Il sera au surplus relevé que le fait que ce comportement ait été adopté par Monsieur [J] [I] afin d’éviter une éventuelle collision avec un enfant traversant le bassin de réception est indifférent et ne minimise en rien son caractère fautif.
Il en découle que la responsabilité de la société CAP MER ET LOISIRS, bien que tenue à une obligation de sécurité de résultat, ne saurait être engagée, de sorte que Monsieur [J] [I] sera débouté de l’intégralité de ses demandes.
II. Sur les mesures accessoires
L’issue du litige commande de condamner Monsieur [J] [I], qui succombe à la présente instance, aux entiers dépens.
Il est par ailleurs équitable de le condamner à payer à la SAS CAP MER ET LOISIRS et à la SA ALLIANZ IARD la somme de 1.000 euros chacun au titre des frais irrépétibles.
Il est enfin rappelé que la présente décision revêt l’exécution provisoire de droit par application de l’article 514 du code de procédure civile.
PAR CES MOTIFS
Le Tribunal judiciaire de Reims, statuant par mise à disposition au greffe, par jugement réputé contradictoire et en premier ressort,
DEBOUTE Monsieur [J] [I] de l’intégralité de ses demandes ;
CONDAMNE Monsieur [J] [I] aux dépens ;
CONDAMNE Monsieur [J] [I] à payer à la SAS CAP MER ET LOISIRS et à la SA ALLIANZ IARD la somme de 1.000 euros chacun au titre des frais irrépétibles ;
RAPPELLE que la présente décision revêt l’exécution provisoire de droit.

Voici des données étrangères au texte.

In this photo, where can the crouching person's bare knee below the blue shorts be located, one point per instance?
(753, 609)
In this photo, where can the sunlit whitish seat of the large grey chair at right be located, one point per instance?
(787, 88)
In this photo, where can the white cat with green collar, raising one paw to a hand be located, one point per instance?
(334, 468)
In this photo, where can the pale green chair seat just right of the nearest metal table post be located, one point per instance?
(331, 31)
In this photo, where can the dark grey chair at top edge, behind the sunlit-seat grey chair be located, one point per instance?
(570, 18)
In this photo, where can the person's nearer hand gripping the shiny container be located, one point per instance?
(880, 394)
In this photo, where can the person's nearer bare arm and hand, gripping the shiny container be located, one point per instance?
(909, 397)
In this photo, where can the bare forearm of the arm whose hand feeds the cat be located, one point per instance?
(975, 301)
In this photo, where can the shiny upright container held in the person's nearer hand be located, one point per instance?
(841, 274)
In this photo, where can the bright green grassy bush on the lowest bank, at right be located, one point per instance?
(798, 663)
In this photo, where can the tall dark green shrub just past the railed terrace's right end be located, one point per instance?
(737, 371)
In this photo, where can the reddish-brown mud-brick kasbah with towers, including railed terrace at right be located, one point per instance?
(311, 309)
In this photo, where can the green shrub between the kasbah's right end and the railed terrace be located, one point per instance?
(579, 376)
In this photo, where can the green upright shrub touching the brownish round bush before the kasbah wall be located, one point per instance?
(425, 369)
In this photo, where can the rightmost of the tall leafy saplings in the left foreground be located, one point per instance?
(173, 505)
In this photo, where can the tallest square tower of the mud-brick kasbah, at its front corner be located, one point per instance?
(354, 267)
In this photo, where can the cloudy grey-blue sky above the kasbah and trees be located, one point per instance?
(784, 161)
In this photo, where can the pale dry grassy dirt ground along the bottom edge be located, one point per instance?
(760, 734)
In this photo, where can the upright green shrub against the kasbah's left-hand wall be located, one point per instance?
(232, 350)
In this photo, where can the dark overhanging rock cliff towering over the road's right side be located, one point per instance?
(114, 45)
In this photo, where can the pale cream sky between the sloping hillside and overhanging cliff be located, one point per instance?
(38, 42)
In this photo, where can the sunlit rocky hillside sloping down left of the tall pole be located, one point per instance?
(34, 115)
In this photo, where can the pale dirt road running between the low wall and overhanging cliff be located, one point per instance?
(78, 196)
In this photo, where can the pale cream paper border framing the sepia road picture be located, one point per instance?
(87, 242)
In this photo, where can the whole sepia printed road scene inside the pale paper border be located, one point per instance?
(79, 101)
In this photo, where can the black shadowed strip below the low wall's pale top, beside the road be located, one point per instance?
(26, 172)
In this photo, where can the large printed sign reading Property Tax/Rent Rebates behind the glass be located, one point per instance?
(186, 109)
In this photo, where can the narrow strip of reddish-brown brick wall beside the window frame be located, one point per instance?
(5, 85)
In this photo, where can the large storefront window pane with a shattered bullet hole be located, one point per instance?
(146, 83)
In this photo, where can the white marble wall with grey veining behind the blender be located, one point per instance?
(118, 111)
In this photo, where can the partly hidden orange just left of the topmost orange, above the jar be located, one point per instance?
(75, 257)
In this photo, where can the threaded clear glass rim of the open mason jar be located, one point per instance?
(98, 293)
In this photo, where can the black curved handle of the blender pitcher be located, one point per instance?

Ainsi jugé et prononcé par mise à disposition du jugement au greffe du Pôle Civil, le 12 Décembre 2025, les parties en ayant été préalablement avisées dans les conditions prévues au deuxième alinéa de l’article 450 du Code de Procédure Civile, la minute étant signée par Mme OJEDA, Juge, statuant en qualité de juge unique conformément aux dispositions des articles 812 et suivants du code de procédure civile, et par Mme LATINI, Greffière, ayant assisté au prononcé, à laquelle la minute de la décision a été remise par le magistrat signataire.